Dadu, R., Zobniw, C., & Diab, A. (2016). Managing adverse events with immune checkpoint agents. Cancer Journal, 22, 121–129. 

DOI Link

Purpose & Patient Population

PURPOSE: The review focuses on the description of more common immune-related adverse events (irAEs) and provides a suggested approach for the management of specific irAEs.
 
TYPES OF PATIENTS ADDRESSED: Immune checkpoint inhibitors

Type of Resource/Evidence-Based Process

RESOURCE TYPE: Expert opinion

PROCESS OF DEVELOPMENT: Expert opinion
 
SEARCH STRATEGY:
  • DATABASES USED: None
  • INCLUSION CRITERIA: None
  • EXCLUSION CRITERIA: None

Phase of Care and Clinical Applications

PHASE OF CARE: Active antitumor treatment

Results Provided in the Reference

Expert opinion

Guidelines & Recommendations

Dermatological toxicity (rash) is common. Risk reduction is undertaken with moisturizers; sun avoidance; avoidance of tight, rough, coarse materials next to skin; and treating skin gently. Treatment for grade 1 or 2 toxicities is topical steroids (except on face, groin, axilla, or under areas of occlusion) with oral antihistamines. Treatment for grade 3 or 4 toxicities is oral steroids.   
 
Gastrointestinal toxicities (diarrhea, colitis, obstruction, perforation) are the second most common toxicities and are dose-dependent. The workup should include a CT scan, colonoscopy, stool studies, and labs, and supportive care with intravenous fluids for hydration is advised. For mild-to-moderate (grade 1 or 2) toxicities, antimotilities are used (oral diphenoxylate HCL and atropine sulfate four times a dayand/or loperamide).
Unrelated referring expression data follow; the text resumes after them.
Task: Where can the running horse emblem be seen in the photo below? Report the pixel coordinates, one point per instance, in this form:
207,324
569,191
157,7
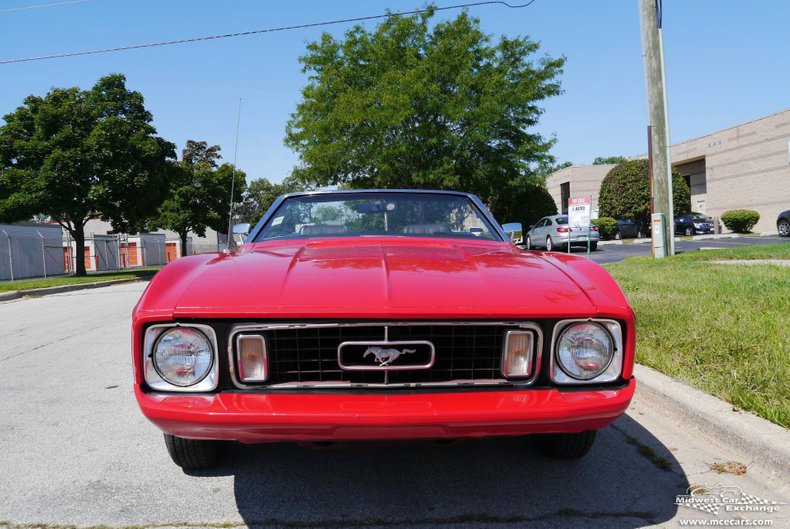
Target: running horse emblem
385,356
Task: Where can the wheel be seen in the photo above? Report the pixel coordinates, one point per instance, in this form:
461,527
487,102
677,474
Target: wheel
565,445
192,454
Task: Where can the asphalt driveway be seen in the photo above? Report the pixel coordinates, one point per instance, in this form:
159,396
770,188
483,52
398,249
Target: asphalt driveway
74,449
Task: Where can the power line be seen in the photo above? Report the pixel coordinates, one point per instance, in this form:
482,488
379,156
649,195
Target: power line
39,6
260,31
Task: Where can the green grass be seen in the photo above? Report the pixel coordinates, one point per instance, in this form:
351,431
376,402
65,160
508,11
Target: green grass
724,329
25,284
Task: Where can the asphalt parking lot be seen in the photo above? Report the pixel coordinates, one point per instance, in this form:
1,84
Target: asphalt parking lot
611,253
74,449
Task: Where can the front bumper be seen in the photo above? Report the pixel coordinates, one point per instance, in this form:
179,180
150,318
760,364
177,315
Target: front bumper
267,417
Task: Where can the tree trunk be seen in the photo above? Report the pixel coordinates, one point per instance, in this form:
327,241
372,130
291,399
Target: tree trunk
78,232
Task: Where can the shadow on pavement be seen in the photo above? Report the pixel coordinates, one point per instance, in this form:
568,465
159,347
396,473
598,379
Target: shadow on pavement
478,483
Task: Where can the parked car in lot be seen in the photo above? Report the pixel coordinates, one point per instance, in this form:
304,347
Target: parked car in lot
627,229
553,233
693,223
783,223
391,321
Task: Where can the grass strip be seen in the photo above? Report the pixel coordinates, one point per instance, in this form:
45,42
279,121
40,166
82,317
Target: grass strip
724,329
25,284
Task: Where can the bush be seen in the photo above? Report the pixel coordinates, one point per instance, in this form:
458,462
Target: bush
625,193
607,227
740,220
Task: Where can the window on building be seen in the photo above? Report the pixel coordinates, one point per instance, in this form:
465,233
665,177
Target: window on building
565,195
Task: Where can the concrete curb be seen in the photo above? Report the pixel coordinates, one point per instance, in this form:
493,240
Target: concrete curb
762,442
16,294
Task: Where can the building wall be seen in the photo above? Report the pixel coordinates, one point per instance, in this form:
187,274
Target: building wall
743,167
746,167
585,181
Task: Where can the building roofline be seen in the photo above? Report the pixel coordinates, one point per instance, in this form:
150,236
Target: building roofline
725,129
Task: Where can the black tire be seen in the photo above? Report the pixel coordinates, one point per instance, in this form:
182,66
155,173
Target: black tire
192,454
565,445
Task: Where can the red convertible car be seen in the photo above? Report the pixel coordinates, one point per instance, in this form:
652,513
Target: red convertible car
364,315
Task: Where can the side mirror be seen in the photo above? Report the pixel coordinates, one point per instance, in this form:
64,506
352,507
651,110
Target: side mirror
240,232
514,231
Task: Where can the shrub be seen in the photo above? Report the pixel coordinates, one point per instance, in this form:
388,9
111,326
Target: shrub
740,220
607,227
625,193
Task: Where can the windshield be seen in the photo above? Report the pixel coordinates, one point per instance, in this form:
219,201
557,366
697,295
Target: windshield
359,214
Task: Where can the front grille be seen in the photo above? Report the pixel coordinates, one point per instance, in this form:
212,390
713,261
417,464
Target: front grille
308,355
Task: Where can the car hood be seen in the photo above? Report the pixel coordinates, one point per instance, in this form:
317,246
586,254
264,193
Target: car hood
377,278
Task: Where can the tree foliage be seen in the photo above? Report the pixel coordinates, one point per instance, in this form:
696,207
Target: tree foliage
199,196
261,194
625,192
77,154
605,160
412,106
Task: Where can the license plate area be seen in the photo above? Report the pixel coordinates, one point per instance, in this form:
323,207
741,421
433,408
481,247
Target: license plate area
386,355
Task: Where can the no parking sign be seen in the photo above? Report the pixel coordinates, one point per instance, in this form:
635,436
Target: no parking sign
579,212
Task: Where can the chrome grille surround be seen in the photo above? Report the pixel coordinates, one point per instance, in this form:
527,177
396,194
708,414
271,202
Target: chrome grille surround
329,355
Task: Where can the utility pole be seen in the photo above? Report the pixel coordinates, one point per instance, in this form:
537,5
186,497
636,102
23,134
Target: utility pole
653,53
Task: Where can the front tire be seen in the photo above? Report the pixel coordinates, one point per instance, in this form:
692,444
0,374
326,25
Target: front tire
565,445
193,454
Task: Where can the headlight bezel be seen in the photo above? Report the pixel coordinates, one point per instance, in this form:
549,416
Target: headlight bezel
614,368
151,374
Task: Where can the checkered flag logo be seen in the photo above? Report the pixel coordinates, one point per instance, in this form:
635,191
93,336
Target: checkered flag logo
712,500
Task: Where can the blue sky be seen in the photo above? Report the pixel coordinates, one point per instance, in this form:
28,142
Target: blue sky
727,62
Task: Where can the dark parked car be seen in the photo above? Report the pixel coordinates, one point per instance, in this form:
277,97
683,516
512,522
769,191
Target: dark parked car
693,223
626,229
783,223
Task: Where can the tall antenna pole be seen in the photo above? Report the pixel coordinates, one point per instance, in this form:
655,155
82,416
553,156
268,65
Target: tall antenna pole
651,15
233,180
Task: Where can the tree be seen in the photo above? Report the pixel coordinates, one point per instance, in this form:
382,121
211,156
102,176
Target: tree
605,160
261,194
78,154
199,197
625,193
408,106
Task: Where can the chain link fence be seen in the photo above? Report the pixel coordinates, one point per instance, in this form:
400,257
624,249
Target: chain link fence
34,250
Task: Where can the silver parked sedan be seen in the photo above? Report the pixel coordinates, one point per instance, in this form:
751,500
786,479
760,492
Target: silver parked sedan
553,233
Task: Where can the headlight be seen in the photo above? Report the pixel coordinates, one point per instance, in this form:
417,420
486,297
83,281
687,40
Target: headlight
181,358
587,351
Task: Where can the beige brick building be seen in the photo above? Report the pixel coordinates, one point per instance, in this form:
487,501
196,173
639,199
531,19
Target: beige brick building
743,167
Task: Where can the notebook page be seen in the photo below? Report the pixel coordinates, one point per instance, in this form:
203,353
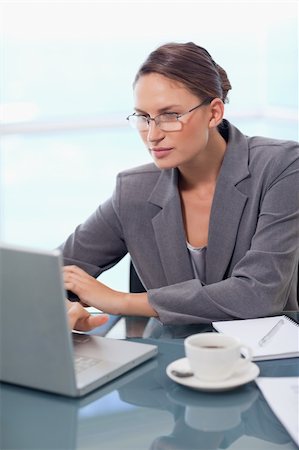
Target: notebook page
284,341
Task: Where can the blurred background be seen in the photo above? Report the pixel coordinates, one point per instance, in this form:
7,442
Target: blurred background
66,72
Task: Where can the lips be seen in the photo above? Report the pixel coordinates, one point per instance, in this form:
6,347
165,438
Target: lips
161,152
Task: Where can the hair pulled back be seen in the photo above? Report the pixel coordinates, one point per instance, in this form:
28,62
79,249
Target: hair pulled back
191,65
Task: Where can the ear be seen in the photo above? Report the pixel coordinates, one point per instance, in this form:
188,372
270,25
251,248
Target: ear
217,112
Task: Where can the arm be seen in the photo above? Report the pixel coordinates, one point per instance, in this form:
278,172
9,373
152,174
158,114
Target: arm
94,293
260,282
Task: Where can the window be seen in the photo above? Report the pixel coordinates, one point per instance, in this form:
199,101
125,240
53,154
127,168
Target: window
66,75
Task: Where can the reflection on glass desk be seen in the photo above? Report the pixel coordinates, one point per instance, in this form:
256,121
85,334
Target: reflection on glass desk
144,409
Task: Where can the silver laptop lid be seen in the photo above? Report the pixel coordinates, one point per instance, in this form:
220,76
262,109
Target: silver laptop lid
26,280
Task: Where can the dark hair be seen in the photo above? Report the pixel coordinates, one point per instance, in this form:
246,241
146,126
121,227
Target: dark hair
191,65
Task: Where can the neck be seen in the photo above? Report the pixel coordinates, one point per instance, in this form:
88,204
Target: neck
205,170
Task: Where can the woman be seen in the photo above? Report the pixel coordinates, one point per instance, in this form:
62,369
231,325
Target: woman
212,226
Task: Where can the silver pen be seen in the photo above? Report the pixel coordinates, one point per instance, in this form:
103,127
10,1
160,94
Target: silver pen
271,333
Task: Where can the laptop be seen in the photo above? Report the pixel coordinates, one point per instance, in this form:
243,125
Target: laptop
37,349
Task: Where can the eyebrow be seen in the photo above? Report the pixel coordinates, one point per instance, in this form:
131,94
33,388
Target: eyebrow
160,111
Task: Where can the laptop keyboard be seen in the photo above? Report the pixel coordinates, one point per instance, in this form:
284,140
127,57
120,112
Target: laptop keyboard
84,362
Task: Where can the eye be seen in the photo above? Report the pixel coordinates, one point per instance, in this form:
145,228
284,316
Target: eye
168,117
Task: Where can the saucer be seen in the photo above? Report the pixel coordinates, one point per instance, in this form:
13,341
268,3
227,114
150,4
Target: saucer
237,379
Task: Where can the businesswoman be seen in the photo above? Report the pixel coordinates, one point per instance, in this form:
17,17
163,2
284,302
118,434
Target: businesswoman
212,225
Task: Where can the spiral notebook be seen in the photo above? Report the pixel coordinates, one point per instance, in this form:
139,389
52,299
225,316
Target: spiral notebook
269,337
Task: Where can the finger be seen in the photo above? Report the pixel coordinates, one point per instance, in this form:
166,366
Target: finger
91,322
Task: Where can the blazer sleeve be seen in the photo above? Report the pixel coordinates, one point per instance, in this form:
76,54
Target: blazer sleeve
97,244
261,281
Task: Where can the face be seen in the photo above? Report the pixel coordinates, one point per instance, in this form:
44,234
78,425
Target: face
155,94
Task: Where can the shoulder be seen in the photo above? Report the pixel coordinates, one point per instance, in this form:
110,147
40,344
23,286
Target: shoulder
146,170
269,149
273,157
138,181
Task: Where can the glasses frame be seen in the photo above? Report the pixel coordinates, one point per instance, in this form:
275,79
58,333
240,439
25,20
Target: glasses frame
148,118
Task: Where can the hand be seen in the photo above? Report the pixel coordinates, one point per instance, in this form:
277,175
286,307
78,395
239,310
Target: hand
81,320
90,291
94,293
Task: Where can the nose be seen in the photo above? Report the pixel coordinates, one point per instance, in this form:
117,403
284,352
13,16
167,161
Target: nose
154,133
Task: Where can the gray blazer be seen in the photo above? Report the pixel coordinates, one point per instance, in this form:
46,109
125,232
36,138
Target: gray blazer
252,252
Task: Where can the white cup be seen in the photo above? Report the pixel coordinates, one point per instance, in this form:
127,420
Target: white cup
216,356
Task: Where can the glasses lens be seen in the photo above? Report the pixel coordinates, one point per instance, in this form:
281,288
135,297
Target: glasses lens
138,122
168,122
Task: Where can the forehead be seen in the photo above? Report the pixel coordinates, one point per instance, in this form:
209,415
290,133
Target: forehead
155,91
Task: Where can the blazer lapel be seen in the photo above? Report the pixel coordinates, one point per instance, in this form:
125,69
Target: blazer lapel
169,229
227,208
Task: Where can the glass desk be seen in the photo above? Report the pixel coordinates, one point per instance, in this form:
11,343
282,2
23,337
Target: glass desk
145,410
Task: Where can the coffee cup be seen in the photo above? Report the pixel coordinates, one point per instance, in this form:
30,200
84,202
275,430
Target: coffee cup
216,356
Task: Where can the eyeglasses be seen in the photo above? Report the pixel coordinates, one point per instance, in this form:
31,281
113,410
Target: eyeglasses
165,121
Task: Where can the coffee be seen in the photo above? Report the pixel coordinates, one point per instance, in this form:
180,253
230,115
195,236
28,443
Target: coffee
215,356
If symptoms persist, oral prednisone or equivalent is used. For grade 3 or 4 toxicities, IV methylprednisolone is administered immediately. Gastroenterology consult. Infliximab produces quicker improvement in symptoms and shorter steroid treatment length. Once symptoms are resolved, steroids should be tapered over four weeks minimum. If any evidence of perforation exists, consult a surgeon and do not start antimotility agents, steroids, or infliximab.
 
For pneumonitis, seek pulmonary and ID consults. Grade 2 or greater involves hospital admission, steroids, and immune suppressants. Taper steroids over four to six weeks.

Limitations

Literature review of common checkpoint inhibitors adverse events. No quality review provided.

Nursing Implications

Further education needs to be available on the toxicity profile related to immune checkpoint inhibitors, and obtaining a detailed personal and family history of autoimmune diseases, other comorbidies, concurrent medications, PE, and medications of patients is important prior to starting therapy.